Полная версия:
Угрюм-река
– А мы с Наденькой надумали, Прохор Петрович, новый домочек строить.
Дверь захлопнулась.
– Мерзавец! – тихо сказал Прохор и вздохнул. Его лоб покрылся холодным потом, пожелтевшая от гнева кожа на висках стала отходить. Он огладил вилявшего хвостом волка, бросил ему кусок сахару и позвонил домой.
– Настя, накрывай на стол! Барин обедать не придет, – распорядилась хозяйка.
Сегодня приглашены к обеду Иннокентий Филатыч, учительница Катерина Львовна и отец Александр. Но священник запоздал, – сели без него в той же малой столовой.
С утра прикочевали в резиденцию на сотне оленей тунгусы. Они расположились стойбищем в версте отсюда. С дарами из сохатиных, беличьих, лисьих шкур человек с десяток из них направились к церкви. Церковь на замке. Открыто боковое окно в алтарь, для вентиляции. Тунгусы походили кругом, с сожалением почмокали губами: заперто.
Старик Сенкича сказал молодому Ваське:
– Пихай меня в самый зад, в окно лазить будем.
Вот старик и в алтаре. Залезли и остальные, кроме Васьки.
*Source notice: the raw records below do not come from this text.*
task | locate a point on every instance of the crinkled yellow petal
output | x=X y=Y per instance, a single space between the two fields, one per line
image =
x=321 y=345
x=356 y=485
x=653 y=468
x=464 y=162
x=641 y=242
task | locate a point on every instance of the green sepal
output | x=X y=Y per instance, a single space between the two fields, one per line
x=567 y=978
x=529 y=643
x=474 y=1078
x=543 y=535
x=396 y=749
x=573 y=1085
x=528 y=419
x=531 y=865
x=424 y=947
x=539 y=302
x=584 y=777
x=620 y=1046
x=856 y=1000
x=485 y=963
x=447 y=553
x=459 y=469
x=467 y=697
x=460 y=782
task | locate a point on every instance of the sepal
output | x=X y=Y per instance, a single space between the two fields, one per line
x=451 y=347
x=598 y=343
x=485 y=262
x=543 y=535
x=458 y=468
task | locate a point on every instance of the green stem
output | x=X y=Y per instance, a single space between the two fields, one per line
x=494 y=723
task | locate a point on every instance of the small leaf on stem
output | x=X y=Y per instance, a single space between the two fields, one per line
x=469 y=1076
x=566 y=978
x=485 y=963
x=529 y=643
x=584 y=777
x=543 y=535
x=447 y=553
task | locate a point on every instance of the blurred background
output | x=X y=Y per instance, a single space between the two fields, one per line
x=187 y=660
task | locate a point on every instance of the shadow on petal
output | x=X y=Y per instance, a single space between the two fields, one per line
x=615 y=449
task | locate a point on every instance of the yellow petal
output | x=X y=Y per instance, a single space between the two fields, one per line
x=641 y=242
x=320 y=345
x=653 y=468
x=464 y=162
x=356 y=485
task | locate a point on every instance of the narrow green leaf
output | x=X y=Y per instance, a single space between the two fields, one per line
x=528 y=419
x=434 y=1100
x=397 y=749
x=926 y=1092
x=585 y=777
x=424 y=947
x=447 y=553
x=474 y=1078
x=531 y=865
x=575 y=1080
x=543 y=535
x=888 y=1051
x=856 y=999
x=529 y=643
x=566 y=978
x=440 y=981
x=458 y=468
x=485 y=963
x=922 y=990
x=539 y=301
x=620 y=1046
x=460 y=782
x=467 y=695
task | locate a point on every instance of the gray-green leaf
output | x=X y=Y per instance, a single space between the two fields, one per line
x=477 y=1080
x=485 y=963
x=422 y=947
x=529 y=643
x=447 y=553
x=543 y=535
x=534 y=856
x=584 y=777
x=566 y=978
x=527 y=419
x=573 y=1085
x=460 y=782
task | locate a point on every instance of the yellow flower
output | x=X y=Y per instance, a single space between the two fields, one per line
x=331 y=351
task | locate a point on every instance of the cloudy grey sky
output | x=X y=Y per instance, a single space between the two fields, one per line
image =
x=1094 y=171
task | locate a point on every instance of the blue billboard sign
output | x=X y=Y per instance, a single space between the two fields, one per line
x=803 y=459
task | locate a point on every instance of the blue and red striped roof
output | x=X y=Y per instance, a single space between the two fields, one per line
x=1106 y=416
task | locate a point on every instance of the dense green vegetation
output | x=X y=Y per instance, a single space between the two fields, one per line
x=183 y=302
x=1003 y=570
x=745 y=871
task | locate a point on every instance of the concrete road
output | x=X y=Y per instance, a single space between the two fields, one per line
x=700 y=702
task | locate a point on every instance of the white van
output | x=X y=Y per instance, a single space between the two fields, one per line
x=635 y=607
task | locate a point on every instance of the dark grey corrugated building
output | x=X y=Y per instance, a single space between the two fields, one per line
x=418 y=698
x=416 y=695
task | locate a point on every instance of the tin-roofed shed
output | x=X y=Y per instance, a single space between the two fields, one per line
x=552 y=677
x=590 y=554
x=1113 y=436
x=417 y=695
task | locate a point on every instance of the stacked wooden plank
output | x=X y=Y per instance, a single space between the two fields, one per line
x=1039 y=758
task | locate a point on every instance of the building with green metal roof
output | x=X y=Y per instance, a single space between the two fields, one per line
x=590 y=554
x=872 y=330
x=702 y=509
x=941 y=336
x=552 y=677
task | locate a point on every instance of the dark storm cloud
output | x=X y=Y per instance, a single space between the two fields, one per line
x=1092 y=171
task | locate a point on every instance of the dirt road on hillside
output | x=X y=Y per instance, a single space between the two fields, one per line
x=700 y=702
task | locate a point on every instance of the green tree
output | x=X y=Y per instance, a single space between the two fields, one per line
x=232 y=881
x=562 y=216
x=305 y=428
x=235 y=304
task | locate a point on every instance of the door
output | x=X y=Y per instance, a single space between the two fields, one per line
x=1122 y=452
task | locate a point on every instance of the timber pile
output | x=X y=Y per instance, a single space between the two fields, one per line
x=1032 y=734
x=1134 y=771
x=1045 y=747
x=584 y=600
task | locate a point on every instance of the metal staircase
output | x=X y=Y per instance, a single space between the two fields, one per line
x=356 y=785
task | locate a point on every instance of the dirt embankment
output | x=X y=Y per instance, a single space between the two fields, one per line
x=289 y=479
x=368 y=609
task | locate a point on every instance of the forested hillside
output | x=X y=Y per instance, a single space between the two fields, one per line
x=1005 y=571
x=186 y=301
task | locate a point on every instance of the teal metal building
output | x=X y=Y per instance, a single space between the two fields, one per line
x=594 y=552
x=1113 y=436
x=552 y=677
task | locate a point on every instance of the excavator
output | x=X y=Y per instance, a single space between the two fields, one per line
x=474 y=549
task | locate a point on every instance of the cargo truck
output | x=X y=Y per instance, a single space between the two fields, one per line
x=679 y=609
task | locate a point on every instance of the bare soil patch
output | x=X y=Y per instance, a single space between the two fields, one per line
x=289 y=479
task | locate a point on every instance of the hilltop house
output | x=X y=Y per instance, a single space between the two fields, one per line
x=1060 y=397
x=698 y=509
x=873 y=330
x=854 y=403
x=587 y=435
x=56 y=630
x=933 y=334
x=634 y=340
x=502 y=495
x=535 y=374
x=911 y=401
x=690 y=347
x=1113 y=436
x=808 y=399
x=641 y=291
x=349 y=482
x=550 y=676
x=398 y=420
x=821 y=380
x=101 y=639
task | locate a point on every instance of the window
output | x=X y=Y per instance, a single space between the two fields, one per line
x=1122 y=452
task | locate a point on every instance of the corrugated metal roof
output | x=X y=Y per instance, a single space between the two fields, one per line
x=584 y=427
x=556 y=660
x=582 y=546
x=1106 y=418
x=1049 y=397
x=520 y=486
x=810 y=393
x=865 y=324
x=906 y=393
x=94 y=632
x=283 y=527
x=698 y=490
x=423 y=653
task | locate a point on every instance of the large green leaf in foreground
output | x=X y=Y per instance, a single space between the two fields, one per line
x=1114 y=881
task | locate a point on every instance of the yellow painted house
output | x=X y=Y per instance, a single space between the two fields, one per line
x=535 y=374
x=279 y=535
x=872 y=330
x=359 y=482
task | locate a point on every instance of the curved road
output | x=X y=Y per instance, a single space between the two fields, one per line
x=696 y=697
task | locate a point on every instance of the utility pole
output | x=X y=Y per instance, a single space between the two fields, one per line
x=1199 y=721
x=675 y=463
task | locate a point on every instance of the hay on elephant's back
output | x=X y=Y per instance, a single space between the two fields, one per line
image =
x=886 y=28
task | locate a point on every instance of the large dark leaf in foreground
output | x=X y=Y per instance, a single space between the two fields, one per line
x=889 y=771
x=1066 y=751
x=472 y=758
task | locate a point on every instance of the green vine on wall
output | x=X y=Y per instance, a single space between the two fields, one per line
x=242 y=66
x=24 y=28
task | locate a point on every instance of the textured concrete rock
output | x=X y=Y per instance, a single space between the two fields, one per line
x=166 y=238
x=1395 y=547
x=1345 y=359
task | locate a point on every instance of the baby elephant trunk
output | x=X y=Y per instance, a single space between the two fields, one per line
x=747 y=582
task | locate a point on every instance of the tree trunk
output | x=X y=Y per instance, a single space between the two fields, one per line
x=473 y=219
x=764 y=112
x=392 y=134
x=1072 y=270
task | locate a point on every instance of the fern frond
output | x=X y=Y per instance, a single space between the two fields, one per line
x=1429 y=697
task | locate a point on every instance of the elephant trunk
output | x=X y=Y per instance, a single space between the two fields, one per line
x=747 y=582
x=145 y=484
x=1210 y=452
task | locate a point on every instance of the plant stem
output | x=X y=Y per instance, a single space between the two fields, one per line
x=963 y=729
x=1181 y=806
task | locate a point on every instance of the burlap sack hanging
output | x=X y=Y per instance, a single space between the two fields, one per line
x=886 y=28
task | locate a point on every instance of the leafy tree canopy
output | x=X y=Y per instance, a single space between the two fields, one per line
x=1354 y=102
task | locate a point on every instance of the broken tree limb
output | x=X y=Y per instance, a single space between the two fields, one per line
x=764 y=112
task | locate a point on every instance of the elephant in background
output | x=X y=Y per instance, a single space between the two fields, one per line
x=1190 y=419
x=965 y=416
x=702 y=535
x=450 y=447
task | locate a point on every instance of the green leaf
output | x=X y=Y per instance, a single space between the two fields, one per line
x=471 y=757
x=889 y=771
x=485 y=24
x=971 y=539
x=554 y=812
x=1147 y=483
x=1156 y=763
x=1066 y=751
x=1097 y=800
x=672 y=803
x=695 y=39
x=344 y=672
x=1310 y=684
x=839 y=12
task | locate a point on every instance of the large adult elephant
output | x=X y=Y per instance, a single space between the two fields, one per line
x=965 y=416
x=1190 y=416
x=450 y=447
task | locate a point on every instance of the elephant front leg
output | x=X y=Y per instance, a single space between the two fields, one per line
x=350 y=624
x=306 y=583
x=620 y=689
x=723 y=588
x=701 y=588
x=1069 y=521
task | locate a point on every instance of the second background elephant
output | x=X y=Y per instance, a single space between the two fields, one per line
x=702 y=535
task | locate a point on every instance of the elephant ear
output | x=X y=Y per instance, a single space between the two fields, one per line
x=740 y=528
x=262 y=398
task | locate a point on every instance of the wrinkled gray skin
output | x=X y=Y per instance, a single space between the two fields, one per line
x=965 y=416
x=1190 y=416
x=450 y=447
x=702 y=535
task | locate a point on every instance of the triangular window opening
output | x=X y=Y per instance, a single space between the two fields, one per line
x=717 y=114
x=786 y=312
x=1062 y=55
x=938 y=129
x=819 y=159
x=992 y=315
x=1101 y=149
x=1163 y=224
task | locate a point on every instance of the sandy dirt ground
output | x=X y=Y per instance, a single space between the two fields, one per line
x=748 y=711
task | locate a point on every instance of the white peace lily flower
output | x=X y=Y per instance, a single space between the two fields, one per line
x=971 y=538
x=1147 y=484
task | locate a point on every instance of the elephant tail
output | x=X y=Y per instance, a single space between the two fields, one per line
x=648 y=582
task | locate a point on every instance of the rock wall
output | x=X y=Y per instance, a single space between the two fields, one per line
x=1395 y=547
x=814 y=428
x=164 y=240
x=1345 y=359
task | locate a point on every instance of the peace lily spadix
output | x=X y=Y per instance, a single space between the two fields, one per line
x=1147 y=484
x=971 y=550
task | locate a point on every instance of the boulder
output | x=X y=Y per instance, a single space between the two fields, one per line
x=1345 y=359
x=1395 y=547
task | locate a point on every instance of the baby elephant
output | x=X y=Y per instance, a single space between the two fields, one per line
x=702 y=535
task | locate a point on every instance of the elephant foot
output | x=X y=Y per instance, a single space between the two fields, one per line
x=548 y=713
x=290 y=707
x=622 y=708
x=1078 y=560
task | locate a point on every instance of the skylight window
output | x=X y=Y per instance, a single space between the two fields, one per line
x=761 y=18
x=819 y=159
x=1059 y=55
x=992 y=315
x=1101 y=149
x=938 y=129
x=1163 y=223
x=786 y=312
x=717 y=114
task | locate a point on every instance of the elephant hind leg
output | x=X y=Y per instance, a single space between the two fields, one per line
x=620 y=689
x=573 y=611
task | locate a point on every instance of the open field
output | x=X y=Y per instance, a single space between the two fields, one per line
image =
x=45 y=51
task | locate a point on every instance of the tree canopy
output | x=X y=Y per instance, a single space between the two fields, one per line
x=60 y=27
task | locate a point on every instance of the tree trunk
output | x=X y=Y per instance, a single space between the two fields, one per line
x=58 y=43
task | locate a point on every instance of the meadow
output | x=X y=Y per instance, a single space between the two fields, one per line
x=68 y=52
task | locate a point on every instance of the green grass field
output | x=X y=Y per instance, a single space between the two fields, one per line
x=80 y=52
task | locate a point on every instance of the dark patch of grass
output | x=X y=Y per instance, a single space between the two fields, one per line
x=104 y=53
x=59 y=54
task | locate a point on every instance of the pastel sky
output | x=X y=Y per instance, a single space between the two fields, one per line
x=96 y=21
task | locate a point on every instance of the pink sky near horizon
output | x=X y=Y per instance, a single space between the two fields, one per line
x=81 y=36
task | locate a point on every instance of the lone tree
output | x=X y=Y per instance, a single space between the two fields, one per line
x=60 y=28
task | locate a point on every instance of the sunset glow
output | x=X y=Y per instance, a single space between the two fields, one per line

– Эй, друг, швыряй пушнина сюда!
Васька прошвырял в окно все шкуры и сам залез. Тунгусы покрестились на престол, отворили царские врата и вволокли шкуры в просторное помещение для молящихся. Отыскали в иконостасе образ Николы-чудотворца и к подножию его сложили жертву. А тридцать беличьих и одну лисью шкурки положили отдельно.
– Это батьке отцу Александру, священнику-попу, – сказал старик.
Меж тем Васька взломал ящик со свечами, выбрал десяток самых толстых, поставил в подсвечник перед образом Николы и зажег. Кстати он раскурил и трубку. Но старик крикнул: «Геть!» – выхватил из его рта трубку, бросил на пол и ударил Ваську по затылку. Васька в обиде замигал, засюсюкал что-то, потом быстро побежал в алтарь.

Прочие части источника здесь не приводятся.